Charts and Fiction March 23rd, 2011 by Margaret Skomorokh
One would think that the only mission of charts is presenting boring information in scientific works and at report-back meetings. However, charts, along with some other data visualization methods, are a very refined and expressive tool, so they are able to reproduce more elevated meanings as well and even can become a kind of art. These splendid prospects inspire us so much that we have introduced a new tag – Charts and Art.
Let’s begin with charts in fiction. There are only two examples we’ve found for the moment (fiction being a text first of all), but they clearly demonstrate the powerful tragicomic potential of line charts!

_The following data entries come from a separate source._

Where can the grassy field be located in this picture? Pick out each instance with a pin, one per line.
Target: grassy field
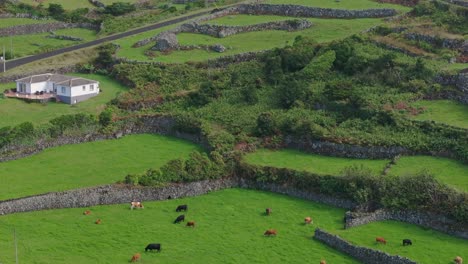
(25, 45)
(88, 164)
(429, 246)
(343, 4)
(302, 161)
(323, 30)
(449, 171)
(15, 111)
(230, 226)
(9, 22)
(444, 111)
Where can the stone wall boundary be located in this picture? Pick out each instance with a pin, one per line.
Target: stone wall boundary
(366, 255)
(428, 220)
(41, 28)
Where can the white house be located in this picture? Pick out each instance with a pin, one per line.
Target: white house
(68, 89)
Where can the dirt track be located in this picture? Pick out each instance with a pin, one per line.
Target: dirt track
(18, 62)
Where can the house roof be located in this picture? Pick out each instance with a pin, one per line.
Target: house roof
(57, 79)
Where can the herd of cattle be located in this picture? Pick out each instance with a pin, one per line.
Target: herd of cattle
(270, 232)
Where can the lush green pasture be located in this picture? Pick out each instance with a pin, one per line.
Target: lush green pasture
(429, 246)
(323, 30)
(343, 4)
(9, 22)
(444, 111)
(14, 111)
(448, 171)
(230, 227)
(243, 20)
(25, 45)
(88, 164)
(297, 160)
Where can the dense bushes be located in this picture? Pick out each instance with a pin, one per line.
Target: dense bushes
(414, 192)
(198, 166)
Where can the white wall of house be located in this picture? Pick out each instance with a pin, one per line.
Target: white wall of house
(63, 90)
(85, 89)
(27, 87)
(38, 87)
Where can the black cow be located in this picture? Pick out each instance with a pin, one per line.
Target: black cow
(182, 208)
(153, 247)
(180, 218)
(407, 242)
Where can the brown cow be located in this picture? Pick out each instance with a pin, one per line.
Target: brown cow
(381, 240)
(270, 232)
(136, 257)
(136, 205)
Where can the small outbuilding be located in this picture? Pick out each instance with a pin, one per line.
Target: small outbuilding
(67, 89)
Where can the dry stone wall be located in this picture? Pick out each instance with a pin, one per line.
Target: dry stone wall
(365, 255)
(460, 82)
(110, 194)
(429, 220)
(306, 11)
(41, 28)
(344, 150)
(221, 31)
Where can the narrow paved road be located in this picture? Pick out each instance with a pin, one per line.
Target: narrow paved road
(18, 62)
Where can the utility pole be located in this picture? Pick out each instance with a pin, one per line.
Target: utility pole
(16, 246)
(4, 59)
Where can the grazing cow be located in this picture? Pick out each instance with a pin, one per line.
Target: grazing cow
(153, 247)
(136, 257)
(136, 205)
(180, 218)
(407, 242)
(270, 232)
(182, 208)
(381, 240)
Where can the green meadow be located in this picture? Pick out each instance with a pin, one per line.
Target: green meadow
(302, 161)
(88, 164)
(429, 246)
(229, 229)
(449, 171)
(443, 111)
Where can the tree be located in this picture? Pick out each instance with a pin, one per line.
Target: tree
(56, 11)
(119, 8)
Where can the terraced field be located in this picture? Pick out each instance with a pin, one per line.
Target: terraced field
(8, 22)
(230, 226)
(451, 172)
(443, 111)
(25, 45)
(88, 164)
(13, 111)
(343, 4)
(429, 246)
(297, 160)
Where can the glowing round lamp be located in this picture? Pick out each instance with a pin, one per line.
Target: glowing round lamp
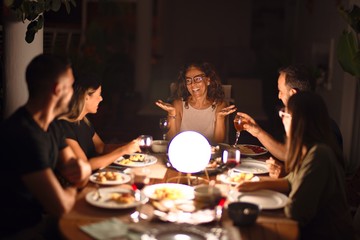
(189, 152)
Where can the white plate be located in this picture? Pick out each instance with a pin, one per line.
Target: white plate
(226, 178)
(266, 199)
(186, 192)
(106, 202)
(178, 232)
(149, 160)
(252, 166)
(124, 179)
(258, 150)
(195, 218)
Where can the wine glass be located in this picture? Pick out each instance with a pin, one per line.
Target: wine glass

The first example is from The Life and Opinions of Tristram Shandy, Gentleman – a novel written by Laurence Sterne in 1769:
I am now beginning to get fairly into my work; and by the help of a vegetable diet, with a few of the cold seeds, I make no doubt but I shall be able to go on with my uncle Toby’s story, and my own, in a tolerable straight line. Now,
These were the four lines I moved in through my first, second, third, and fourth volumes.—In the fifth volume I have been very good,—the precise line I have described in it being this :—
By which it appears, that except at the curve, marked A. where I took a trip to Navarre ;—and the indented curve B. which is the short airing when I was there with the Lady Baussiere and her page,—I have not taken the least frisk of a digression, till John de la Casse’s devils led me the round you see marked D.—for as for ? ? ? ? ? they are nothing but parentheses, and the common ins and outs incident to the lives of the greatest ministers of state; and when compared with what men have done,—or with my own transgressions at the letters ABD—they vanish into nothing.
In this last volume I have done better still—for from the end of Le Fever’s episode, to the beginning of my uncle Toby’s campaigns,—I have scarce stepped a yard out of my way.
If I mend at this rate, it is not impossible—by the good leave of his grace of Benevento’s devils—but I may arrive hereafter at the excellency of going on even
which is a line drawn as straight as I could draw it, by a writing-master’s ruler (borrowed for that purpose), turning neither to the right hand or to the left.
This right line,—the path-way for Christians to walk in! say divines——
——The emblem of moral rectitude! says Cicero——
——The best line! say cabbage planters——is the shortest line, says Archimedes, which can be drawn from one given point to another.—
I wish your ladyships would lay this matter to heart, in your next birth-day suits!
The second example is from Moscow to the end of the line – a prose poem that was written in 1970 by Venedict Erofeev (partly inspired by Sterne) and tells the story of a Russian alcoholic intellectual:
Shall I tell you what kind of individualized charts they were? Now, that’s simple: on elite vellum in black India ink I drew two axes, one horizontal, the other vertical. All the workdays of the previous month were indicated sequentially on the horizontal axis, the amount of alcohol consumed—calculated on the basis of degree of proof—on the vertical axis. Of course, only whatever was consumed on the job or before was tabulated, since the amount consumed in the evening remained relatively constant and was, therefore, of little interest to a serious researcher.
Thus at the end of the month the worker came to me with his report: on such and such a day, such and such an amount of such and such consumed, on another day so much of whatever. While I would illustrate all of that with a beautiful graph in black India ink on white vellum. Here, for you to admire, for instance, is the chart for Viktor Totoshkin, member of the Komsomol:
And this is Aleksei Blindiaev, member of the Communist Party of The Soviet Union since 1936, a seedy old dork:
And here we have your faithful servant, ex-head cable-fitter and author of the poem Moscow to the End of the Line:
Aren’t these truly interesting graphs? Interesting even to the most superficial eye? They looked variously like the Himalayas, the Tyrol, oil derricks, or even the Kremlin wall, which, admittedly, I have never seen.
Another one liked like a morning breeze on the Kama River, a gentle splash with rippling beads of lantern light. Still someone else’s was like the beating of a proud heart, the song of the stormy petrel—in other words, pure Gorky—or like Aivazovsky’s trashy painting of the ninth wave. And all this, only looking at the external form of the line.
But, for anyone inquisitive (me, for instance), the lines blurted out everything that was possible to blurt out about the man and the heart of the man—all his qualities, from sexuality to practical matters as well as all his faults, both sexual and practical. Also, the degree of steadiness of temperament and of the tendency to treachery plus all his unconscious secrets, if he had any unconscious secrets.
You may have noticed that some charts disrespectfully violate the rules of mathematics and create paradoxes, which is the only way to do what art always does – to adapt a limited form to an endless content. That truly works!